- Born: John Hampton Slate 1913 Wind Gap, Pennsylvania, U.S.
- Died: September 19, 1967 (aged 53–54) Flower Hill, New York, U.S.
- Other name: John H. Slate
- Education: Columbia University (BA, LLB)
- Occupation: lawyer
- Employer: Skadden Arps Slate Meagher & Flom
- Known for: co-founding Skadden Arps Slate Meagher & Flom
- Spouse: Mary Ellen Sams Slate
- Children: Kathy (Kate) Slate, Megan Lloyd Slate, Nancy Hampton Slate, John Hampton Slate III

= John Slate =

American lawyer

John Hampton Slate (1913 – September 19, 1967) was an American aviation lawyer and founding partner of Skadden, Arps, Slate, Meagher & Flom.

==Early life and education==
Slate was born in Wind Gap, Pennsylvania, in 1913. His father was a civil engineer who worked in South America and left Slate with the wife's parents, who taught him Welsh before he spoke English. The family moved to Pittsburgh and Brooklyn, where he graduated from high school. Slate received an A.B. from Columbia College in 1935, graduating Phi Beta Kappa, and as salutatorian of his class.

He joined the board of Jester of Columbia, where he worked with Ralph de Toledano, Ad Reinhardt, Herman Wouk, and Robert Lax. He also befriended Thomas Merton, who hired him as legal advisor.

Slate turned down a partial scholarship from Harvard Law School and received a law degree from Columbia Law School in 1938. He was an editor of the Columbia Law Review and was admitted to the New York State Bar the year he graduated from law school.

==Career==
In 1938, he became an associate of Root, Clark, Buckner & Ballantine in New York.

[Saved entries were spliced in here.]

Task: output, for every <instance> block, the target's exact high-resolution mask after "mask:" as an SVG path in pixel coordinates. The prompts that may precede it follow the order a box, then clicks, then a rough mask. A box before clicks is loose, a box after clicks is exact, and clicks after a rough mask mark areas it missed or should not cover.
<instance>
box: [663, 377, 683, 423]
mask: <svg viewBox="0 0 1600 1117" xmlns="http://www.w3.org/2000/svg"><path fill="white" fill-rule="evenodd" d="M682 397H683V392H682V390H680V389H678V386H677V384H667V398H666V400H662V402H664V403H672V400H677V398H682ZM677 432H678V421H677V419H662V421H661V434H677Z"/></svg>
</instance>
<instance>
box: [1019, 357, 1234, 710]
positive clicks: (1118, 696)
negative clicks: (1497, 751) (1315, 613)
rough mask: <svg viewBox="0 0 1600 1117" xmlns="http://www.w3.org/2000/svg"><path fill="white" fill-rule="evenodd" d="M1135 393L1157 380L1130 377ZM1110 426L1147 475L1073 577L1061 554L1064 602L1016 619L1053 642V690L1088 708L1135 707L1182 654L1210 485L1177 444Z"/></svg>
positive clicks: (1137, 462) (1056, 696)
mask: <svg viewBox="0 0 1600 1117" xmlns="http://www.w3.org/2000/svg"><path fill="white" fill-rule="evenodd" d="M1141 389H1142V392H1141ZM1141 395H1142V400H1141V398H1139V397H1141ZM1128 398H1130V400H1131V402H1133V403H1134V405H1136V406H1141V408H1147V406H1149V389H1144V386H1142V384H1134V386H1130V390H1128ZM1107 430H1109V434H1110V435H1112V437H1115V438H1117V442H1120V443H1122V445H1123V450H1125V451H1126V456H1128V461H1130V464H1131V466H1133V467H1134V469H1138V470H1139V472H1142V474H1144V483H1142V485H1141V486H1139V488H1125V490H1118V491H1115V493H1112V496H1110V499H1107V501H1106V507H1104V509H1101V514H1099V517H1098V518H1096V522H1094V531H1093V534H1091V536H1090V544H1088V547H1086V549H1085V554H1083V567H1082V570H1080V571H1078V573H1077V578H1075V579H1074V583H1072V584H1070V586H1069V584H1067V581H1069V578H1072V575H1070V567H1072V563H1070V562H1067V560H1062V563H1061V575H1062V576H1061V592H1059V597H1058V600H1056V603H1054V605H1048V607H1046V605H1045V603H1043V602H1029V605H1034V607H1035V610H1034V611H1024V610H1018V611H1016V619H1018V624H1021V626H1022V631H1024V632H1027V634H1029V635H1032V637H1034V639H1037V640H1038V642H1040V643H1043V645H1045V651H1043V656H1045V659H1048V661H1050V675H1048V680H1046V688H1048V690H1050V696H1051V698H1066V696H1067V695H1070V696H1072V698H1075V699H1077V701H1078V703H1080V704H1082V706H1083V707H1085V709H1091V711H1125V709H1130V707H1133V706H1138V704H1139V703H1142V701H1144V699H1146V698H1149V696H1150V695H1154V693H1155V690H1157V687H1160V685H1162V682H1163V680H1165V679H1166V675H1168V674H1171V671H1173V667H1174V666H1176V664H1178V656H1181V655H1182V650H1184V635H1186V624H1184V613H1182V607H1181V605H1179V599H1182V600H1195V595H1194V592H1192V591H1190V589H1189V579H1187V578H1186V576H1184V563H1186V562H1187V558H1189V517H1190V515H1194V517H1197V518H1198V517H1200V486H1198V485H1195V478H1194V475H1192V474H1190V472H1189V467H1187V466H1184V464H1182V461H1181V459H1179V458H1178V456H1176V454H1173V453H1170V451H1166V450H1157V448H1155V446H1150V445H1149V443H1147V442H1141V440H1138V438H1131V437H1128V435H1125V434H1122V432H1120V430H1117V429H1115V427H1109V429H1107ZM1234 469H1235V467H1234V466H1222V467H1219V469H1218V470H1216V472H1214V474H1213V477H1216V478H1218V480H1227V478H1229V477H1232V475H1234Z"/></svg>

In April 1948, Slate co-founded Skadden Arps Slate Meagher & Flom with lawyers Marshall Skadden and Les Arps. Skadden won a coin toss with Slate and had his name become the shorthand of the firm. Slate's field was aviation law and brought in Idlewild Airport as his first client. However, the bulk of his work was for the general counsel of Pan-American World Airways, Henry Friendly, who later became circuit judge on the United States Court of Appeals for the Second Circuit. Slate's work for Pan Am represented half of the firm's annual income, eventually leading to other airline work such as with Aeronaves De Mexico, and clients that included a former President of Mexico.

In 1952, Slate was a special Assistant Attorney General of New York and from 1954 to 1957, he was a member of the United States Air Fleet Advisory Group.

== Personal life ==
Described as mischievous, moody, and conspicuously informal, Slate contributed humorous pieces to Fortune, The Atlantic Monthly, and The Saturday Evening Post.

==Death==
Slate died of a heart attack on September 19, 1967, in St. Francis Hospital in Flower Hill, New York. He was survived by his widow, Mary Ellen Sams Slate, three daughters (Kathy, Megan, and Nancy), and a son, John Hampton Slate III, a graphic artist.